Sunday, 15 November 2015

The basics of garbage collection in .Net

Time for some revision again. Every now and then I like to go back to basics and refresh my memory about some aspect of software development and this time it’s garbage collection in .Net.

If you are looking for a more definitive explanation of garbage collection you can do no better than the Garbage Collection documentation on the MSDN site [1]. This post will only contain a few titbits that I find useful to remember. Go to the horse’s mouth for details.

What is the garbage collector?

One of the key differences between .Net development and many other programming paradigms is that you as the programmer are no longer directly responsible for memory management in your application. That’s not to say you can’t still have memory leaks and other problems – which is why having an understanding of garbage collection is important – but the business of allocating and de-allocating memory is largely taken out of your hands.

The garbage collector  is the automatic memory management component of the common language runtime (CLR). It provides a number of benefits including:

  • Enabling you to develop your application without having to free memory yourself.
  • Allocating objects on the managed heap efficiently (a description of the managed heap follows).
  • Reclaiming the memory occupied by objects that are no longer in use.
  • Providing memory safety by ensuring that an object cannot use the content of another object.

 

This isn’t a get out of jail free card though. You can still run in to a number of problems if you are careless including running out of memory (out of memory exceptions), high CPU usage during garbage collection and other performance problems.[2]

The managed heap

The managed heap is a segment of memory used to store managed objects in a .Net process and is allocated by the garbage collector when the process is initialised by the CLR.

Each process has one managed heap with all threads in the process allocating memory for objects on the same managed heap.

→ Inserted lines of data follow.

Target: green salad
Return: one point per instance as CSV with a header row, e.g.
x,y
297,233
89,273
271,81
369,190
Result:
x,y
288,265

Actually, the managed heap can be considered as two heaps: the large object heap and the small object heap. The large object heap contains very large objects – usually arrays - that are 85,000 bytes and larger.

Managed heap generations

A nice performance optimisation of the garbage collector is to use generations of which there are 3 in the managed heap:

Generation Description
Generation 0
  • This is the youngest generation containing short-lived objects
  • Garbage collection occurs most frequently in this generation.
  • Newly allocated objects are implicitly generation 0 unless they are large objects (they go on the large object heap in a generation 2 collection).
  • Most objects are reclaimed for garbage collection in generation 0 and do not survive to the next generation.
Generation 1
  • Contains short-lived objects.
  • Serves as a buffer between short-lived objects and long-lived objects.
Generation 2
  • This generation contains long-lived objects.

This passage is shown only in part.